Taiwanese nationalists want to be free from opposition and threats from the People's Republic of China (PRC) to Taiwanese independence. Modern Taiwanese nationalists are therefore very friendly to the United States and support military, economic, and cultural cooperation as a strategic necessity. Taiwanese nationalism is often seen as "anti-imperialism" since it opposes Chinese imperialism, which denies Taiwan its right to self-determination, even though it does not oppose American imperialism, which is seen as friendly to Taiwan. The Democratic Progressive Party (DPP) is Taiwan's leading pro-American political party. Lai Ching-te, the current president of Taiwan, has often been described as being "pro-U.S." in international media.

Taiwan's far-right parties, including the New Party, Patriot Alliance Association and Chinese Unification Promotion Party have anti-American attitudes due to their sympathy for the PRC and their support of Chinese unification, but the centre-right conservative Kuomintang has a rather favorable view of the United States.

===North America===
====Alberta====

The most vocal group in Alberta advocating for annexation to the United States is the Alberta 51 Project, founded in 2020 by Peter Downing.
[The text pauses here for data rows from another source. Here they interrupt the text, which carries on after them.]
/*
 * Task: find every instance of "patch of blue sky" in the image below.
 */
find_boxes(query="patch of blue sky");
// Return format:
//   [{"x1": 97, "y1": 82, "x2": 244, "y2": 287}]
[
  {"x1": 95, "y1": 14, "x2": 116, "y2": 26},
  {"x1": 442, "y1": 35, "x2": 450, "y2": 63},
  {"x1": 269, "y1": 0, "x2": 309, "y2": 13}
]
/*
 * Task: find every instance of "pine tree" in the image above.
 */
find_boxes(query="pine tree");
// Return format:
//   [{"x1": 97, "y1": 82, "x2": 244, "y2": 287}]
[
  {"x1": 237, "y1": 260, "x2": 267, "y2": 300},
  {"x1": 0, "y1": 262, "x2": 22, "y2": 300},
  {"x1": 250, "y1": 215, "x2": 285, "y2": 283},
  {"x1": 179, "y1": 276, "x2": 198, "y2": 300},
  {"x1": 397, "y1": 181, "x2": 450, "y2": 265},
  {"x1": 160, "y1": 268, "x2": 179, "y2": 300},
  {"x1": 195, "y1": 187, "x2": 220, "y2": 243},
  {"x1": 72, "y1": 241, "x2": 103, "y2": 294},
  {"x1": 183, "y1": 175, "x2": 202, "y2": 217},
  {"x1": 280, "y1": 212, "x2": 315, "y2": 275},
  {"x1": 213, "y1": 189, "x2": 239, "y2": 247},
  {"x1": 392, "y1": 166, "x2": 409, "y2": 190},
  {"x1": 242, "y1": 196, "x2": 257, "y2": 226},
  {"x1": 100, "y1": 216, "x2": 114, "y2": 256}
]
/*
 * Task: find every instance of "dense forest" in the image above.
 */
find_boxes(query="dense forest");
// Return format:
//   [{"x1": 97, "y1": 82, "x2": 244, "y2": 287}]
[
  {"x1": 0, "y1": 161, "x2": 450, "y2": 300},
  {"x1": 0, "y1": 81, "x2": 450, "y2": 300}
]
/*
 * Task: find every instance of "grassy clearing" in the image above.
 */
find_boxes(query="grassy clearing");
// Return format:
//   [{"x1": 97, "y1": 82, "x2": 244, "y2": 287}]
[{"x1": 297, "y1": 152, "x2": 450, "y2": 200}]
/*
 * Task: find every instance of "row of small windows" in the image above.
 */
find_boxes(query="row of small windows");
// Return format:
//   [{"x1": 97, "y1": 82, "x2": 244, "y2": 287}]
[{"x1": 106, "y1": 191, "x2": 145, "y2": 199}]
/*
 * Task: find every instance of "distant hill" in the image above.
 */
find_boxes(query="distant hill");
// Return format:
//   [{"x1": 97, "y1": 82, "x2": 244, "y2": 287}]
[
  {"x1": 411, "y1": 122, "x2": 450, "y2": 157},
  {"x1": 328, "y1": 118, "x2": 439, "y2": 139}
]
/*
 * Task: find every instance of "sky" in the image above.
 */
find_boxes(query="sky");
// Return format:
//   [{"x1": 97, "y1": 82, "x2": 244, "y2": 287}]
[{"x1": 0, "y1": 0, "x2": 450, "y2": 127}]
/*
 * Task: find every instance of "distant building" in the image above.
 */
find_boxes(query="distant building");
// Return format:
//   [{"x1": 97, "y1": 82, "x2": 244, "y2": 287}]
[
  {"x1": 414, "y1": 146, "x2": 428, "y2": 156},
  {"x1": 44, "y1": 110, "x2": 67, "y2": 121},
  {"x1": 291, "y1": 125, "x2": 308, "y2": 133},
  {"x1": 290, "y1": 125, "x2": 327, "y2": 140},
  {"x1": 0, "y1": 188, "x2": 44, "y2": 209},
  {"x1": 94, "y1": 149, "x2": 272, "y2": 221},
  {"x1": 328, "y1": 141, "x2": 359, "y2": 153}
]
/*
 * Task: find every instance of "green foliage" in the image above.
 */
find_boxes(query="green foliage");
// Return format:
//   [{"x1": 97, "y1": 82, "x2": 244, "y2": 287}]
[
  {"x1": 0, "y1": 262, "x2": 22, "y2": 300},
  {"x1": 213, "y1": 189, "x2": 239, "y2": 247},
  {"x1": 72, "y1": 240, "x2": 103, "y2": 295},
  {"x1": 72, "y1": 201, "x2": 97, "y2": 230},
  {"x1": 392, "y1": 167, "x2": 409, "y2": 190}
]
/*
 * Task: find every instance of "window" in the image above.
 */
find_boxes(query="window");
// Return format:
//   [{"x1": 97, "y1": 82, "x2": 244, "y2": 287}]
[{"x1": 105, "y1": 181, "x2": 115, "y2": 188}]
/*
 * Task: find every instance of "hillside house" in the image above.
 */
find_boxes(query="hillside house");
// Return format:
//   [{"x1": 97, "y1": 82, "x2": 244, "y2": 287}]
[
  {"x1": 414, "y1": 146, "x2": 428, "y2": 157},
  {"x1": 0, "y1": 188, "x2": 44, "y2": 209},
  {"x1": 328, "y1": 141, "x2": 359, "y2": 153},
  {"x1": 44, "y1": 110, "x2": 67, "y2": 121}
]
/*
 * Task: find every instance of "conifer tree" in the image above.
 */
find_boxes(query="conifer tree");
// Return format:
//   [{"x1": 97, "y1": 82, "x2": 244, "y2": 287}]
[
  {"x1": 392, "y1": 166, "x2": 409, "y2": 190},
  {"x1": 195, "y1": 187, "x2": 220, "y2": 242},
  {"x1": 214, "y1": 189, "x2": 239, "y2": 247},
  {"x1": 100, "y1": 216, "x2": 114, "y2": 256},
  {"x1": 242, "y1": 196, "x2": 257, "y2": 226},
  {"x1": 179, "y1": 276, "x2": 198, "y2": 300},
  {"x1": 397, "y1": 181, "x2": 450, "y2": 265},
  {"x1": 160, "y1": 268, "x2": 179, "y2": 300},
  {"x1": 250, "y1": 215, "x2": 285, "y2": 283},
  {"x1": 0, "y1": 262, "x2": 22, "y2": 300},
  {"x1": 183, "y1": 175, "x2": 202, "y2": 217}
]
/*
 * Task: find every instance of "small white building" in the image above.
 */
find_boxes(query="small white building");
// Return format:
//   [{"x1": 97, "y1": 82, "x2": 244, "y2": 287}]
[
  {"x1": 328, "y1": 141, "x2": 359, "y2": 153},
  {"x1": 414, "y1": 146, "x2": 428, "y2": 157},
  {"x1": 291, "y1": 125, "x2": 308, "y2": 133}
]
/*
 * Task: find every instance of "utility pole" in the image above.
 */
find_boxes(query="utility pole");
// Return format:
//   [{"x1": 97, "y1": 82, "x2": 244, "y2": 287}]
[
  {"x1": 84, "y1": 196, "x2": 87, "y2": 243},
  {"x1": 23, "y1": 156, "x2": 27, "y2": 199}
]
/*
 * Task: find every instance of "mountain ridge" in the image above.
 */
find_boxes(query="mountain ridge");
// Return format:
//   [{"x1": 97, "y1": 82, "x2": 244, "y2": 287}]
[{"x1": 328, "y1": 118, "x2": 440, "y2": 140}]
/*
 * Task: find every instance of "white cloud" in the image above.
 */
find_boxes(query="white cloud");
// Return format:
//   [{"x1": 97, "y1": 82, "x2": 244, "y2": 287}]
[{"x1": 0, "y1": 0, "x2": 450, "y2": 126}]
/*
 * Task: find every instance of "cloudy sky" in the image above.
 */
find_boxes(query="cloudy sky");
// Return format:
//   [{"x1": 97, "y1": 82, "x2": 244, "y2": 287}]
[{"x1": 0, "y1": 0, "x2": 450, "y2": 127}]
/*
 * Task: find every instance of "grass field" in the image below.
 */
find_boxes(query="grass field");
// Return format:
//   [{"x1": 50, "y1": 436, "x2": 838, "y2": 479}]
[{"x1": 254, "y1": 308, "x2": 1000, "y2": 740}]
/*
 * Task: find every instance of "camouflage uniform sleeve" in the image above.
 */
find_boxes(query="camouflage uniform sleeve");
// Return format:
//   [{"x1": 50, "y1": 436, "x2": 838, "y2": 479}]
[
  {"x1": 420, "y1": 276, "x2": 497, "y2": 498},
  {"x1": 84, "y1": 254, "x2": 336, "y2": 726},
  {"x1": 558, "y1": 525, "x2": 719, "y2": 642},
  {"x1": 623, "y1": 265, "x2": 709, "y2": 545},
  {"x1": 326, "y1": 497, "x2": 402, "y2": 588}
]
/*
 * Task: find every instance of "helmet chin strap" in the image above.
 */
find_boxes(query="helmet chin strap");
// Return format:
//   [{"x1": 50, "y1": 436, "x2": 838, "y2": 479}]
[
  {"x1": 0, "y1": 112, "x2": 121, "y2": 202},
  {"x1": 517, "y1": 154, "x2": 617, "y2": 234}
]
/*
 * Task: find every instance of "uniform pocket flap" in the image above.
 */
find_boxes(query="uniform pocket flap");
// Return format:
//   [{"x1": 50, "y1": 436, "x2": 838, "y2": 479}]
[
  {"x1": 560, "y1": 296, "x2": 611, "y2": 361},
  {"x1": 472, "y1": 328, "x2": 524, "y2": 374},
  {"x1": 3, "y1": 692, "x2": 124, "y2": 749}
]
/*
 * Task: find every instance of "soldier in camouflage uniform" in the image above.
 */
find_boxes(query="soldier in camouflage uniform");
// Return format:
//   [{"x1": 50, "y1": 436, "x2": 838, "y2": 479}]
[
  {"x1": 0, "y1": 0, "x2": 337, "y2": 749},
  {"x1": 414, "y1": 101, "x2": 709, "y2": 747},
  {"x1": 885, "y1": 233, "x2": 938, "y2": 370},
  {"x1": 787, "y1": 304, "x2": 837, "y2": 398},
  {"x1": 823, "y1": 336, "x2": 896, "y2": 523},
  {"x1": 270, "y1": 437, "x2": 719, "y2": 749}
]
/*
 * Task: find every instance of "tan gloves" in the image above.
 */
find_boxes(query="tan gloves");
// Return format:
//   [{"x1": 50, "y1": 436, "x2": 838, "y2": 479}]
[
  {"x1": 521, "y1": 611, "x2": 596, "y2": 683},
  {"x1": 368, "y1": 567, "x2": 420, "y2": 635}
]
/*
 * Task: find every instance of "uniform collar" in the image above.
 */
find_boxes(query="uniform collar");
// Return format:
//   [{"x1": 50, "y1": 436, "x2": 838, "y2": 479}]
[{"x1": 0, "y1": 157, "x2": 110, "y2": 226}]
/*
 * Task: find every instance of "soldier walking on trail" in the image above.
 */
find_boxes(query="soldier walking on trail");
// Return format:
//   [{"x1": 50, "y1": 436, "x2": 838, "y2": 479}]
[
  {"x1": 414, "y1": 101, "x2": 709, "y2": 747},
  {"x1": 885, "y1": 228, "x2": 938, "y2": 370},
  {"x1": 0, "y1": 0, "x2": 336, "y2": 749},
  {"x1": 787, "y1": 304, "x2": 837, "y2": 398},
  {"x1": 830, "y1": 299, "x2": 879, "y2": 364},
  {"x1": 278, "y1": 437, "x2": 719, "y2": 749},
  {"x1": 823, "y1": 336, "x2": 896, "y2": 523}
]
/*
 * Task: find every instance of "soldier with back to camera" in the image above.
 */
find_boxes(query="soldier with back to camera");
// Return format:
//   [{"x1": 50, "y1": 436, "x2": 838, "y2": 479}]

Among the group's stated goals are the elimination of customs barriers, a stronger military presence, the protections of the US Constitution, enhanced protection for land and resources, and economic stability through the U.S. dollar. During an event in Calgary where American political commentator Tucker Carlson spoke with Alberta Premier Danielle Smith, members of the Alberta 51 Project staged a minor demonstration. Demonstrators displayed signs and a Trump 2024 campaign flag in support of Alberta annexationism.

In 2025, the Republican Party of Alberta was formed, and modeled after the US Republican Party.